Shall the corn itself never be my own?"

And as he sat there the words of Poppins came upon his memory. "You advertising chaps never do anything. All that printing never makes the world any richer." At the moment he had laughed down Poppins with absolute scorn; but now, at this solitary moment he began to reflect whether there might be any wisdom in his young friend's words. "The question has been argued," he continued in his soliloquy, "by the greatest philosopher of the age. A man goes into hats, and in order to force a sale, he builds a large cart in the shape of a hat, paints it blue, and has it drawn through the streets. He still finds that his sale is not rapid; and with a view of increasing it, what shall he do? Shall he make his felt hats better, or shall he make his wooden hat bigger? Poppins and the philosopher say that the former plan will make the world the richer, but they do not say that it will sell the greater number of hats. Am I to look after the world? Am I not to look to myself? Is not the world a collection of individuals, all of whom are doing so? Has anything been done for the world by the Quixotic aspirations of general philanthropy, at all equal to that which individual enterprise has achieved? Poppins and the philosopher would spend their energies on a good hat. But why? Not that they love the head that is to wear it. The sale would still be their object. They would sell hats, not that the heads of men may be well covered, but that they themselves might live and become rich. To force a sale must be the first duty of a man in trade, and a man's first duty should be all in all to him.

"If the hats sold from the different marts be not good enough, with whom does the fault rest? Is it not with the customers who purchase them? Am I to protect the man who demands from me a cheap hat? Am I to say, 'Sir, here is a cheap hat. It is made of brown paper, and the gum will run from it in the first shower. It will come to pieces when worn and disgrace you among your female acquaintances by becoming dinged and bulged?' Should I do him good? He would buy his cheap hat elsewhere, and tell pleasant stories of the madman he had met. The world of purchasers will have cheap articles, and the world of commerce must supply them. The world of purchasers will have their ears tickled, and the world of commerce must tickle them. Of what use is all this about adulteration? If Mrs. Jones will buy her sausages at a lower price per pound than pork fetches in the market, has she a right to complain when some curious doctor makes her understand that her viands have not been supplied exclusively from the pig? She insists on milk at three halfpence a quart; but the cow will not produce it. The cow cannot produce it at that price, unless she be aided by the pump; and therefore the pump aids her. If there be dishonesty in this, it is with the purchaser, not with the vendor,--with the public, not with the tradesman."
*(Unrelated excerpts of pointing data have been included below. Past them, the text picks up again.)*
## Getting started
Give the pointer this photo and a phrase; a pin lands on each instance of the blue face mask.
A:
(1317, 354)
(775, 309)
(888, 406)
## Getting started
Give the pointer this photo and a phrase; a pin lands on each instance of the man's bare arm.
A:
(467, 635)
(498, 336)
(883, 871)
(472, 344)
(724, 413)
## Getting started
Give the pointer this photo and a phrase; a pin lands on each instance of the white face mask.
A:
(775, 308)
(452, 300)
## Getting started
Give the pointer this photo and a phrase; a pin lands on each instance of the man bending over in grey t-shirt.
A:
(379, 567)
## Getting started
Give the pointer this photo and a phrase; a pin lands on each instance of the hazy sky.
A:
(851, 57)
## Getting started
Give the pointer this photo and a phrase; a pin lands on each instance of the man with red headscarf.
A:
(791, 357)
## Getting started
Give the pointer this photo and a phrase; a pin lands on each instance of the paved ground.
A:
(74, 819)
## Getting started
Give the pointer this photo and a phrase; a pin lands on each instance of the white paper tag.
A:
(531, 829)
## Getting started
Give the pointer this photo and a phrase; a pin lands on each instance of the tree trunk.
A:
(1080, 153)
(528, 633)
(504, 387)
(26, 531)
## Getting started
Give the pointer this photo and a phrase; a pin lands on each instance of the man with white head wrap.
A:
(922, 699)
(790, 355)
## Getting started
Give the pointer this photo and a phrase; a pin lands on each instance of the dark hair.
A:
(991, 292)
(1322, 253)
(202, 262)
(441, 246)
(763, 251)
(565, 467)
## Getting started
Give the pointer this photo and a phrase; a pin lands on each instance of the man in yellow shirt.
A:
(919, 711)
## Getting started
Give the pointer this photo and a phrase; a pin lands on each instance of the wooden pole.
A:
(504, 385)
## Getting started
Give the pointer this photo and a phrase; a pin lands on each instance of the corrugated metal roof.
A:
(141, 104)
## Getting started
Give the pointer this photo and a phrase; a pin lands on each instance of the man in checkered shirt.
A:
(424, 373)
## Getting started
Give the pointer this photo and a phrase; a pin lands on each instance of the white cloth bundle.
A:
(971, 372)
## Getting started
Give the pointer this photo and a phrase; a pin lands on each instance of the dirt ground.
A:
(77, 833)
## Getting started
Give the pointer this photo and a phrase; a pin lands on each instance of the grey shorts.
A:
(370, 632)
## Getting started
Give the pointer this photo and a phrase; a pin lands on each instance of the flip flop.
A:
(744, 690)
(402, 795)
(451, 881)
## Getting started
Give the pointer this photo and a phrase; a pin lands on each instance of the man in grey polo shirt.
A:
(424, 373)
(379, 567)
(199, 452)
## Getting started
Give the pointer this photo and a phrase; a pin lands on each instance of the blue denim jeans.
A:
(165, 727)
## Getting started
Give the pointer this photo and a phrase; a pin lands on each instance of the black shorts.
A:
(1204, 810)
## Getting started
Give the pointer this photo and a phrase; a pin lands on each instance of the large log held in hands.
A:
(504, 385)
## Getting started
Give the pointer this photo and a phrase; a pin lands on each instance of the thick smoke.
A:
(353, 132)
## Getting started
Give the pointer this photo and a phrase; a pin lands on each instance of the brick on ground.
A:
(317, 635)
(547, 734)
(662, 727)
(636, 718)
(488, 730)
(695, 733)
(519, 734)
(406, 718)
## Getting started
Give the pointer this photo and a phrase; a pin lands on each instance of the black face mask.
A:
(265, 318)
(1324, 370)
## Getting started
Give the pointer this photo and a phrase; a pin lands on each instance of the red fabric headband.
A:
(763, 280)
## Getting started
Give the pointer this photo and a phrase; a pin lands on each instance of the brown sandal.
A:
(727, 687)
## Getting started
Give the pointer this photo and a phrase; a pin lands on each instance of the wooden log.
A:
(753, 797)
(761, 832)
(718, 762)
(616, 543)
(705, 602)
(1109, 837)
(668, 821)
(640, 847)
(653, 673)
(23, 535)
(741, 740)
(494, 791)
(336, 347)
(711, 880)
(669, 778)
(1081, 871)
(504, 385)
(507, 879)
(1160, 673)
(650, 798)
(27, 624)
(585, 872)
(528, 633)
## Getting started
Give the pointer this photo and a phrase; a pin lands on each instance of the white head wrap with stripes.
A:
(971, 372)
But still as he sat upon the gate, thus arguing with himself, a dream came over him, a mist of thought as it were, whispering to him strangely that even yet he might be wrong. He endeavoured to throw it off, shaking himself as it were, and striving to fix his mind firmly upon his old principles. But it was of no avail. He knew he was awake; but yet he dreamed; and his dream was to him as a terrible nightmare.